An Fronleichnam feiert die katholische Kirche die Einsetzung des Altarsakramentes. Mit anderen Worten: Sie feiert, dass Jesus Christus im gewandelten Brot und Wein dauerhaft gegenwärtig ist. Das ist keine einfache Vorstellung. Erklären kann man sie mit Hilfe der Lehren des antiken Philosophen Aristoteles (4. Jahrhundert vor Christus). Er unterscheidet zwischen der materiellen Beschaffenheit einer Sache und ihrer „Substanz“, also ihrem Wesen – und das kann sich ändern. Mit der Wandlung behalten die Gaben am Altar also ihre materielle Beschaffenheit als Brot und Wein, ihr Wesen ist nun aber ein anderes, in ihnen ist Jesus Christus real präsent.

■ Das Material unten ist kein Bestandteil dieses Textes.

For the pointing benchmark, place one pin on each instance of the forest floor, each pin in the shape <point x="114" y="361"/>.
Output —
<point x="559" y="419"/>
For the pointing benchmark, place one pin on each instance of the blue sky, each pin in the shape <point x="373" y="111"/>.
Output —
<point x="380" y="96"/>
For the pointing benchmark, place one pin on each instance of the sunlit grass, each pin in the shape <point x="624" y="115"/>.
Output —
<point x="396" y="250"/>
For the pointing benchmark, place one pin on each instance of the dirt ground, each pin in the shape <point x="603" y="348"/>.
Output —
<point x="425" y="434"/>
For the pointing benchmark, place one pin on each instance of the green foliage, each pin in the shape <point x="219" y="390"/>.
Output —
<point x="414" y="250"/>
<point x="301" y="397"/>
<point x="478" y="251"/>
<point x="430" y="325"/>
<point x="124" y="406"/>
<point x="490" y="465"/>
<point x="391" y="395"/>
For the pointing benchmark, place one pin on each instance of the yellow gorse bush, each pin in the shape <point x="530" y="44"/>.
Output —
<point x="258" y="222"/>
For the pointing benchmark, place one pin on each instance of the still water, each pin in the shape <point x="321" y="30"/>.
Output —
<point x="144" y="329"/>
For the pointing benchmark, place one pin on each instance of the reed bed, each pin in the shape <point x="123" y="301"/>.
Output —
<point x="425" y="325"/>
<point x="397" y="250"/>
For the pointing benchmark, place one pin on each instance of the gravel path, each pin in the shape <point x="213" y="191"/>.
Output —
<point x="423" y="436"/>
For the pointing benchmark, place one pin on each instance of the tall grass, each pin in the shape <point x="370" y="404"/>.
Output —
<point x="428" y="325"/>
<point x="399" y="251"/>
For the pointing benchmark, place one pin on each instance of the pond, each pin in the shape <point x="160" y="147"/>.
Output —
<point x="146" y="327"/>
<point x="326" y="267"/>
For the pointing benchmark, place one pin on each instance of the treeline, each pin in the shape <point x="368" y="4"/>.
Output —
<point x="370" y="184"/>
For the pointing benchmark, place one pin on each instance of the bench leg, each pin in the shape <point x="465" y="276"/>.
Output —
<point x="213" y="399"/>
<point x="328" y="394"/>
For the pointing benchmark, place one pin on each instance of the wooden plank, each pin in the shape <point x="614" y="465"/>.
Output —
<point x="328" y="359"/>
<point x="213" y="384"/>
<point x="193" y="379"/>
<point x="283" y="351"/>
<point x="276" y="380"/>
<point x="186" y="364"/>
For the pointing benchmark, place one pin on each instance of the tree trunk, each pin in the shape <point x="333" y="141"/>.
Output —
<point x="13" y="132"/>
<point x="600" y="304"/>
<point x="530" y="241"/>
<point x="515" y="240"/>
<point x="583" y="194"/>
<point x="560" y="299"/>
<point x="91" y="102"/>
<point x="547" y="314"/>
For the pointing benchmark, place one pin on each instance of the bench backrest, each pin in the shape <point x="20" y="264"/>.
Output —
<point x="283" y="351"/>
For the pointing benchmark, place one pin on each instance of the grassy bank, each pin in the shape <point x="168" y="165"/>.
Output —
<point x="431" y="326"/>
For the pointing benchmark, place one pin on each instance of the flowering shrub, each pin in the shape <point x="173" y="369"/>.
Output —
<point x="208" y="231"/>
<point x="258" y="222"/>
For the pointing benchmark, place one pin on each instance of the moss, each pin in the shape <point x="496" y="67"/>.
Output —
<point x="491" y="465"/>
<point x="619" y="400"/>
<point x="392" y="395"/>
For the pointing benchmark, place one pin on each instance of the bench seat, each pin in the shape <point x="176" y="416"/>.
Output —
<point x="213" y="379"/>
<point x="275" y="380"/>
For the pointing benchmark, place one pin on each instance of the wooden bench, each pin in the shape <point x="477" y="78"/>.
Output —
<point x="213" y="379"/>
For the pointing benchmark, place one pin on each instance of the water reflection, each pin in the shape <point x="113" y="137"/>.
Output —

Eigentlich käme Gründonnerstag als Festtag für die Einsetzung des Altarsakramentes in Frage. Denn beim Letzten Abendmahl hat Jesus genau diese Einsetzung vollzogen. Nachlesen kann man dies sowohl in den drei Evangelien Matthäus, Markus und Lukas als auch im 1. Korintherbrief des Apostels Paulus. Bei Matthäus heißt es zum Beispiel: „Während des Mahls nahm Jesus das Brot und sprach den Lobpreis; dann brach er das Brot, reichte es den Jüngern und sagte: Nehmt und esst; das ist mein Leib. Dann nahm er den Kelch, sprach das Dankgebet, gab ihn den Jüngern und sagte: Trinkt alle daraus; das ist mein Blut des Bundes, das für viele vergossen wird zur Vergebung der Sünden.“ (Mt 26, 26-28)
Aber am gleichen Abend, an dem das Abendmahl stattfand, ist er auch verraten und gefangen genommen worden – kein guter Termin für ein Freudenfest. Deshalb hat man die Vision der heiligen Juliana von Lüttich (um 1193-1258) zum Anlass genommen, um ein eigenes Fest einzurichten. In Lüttich wurde Fronleichnam schon 1246 gefeiert, in der gesamten katholischen Kirche dann ab 1264.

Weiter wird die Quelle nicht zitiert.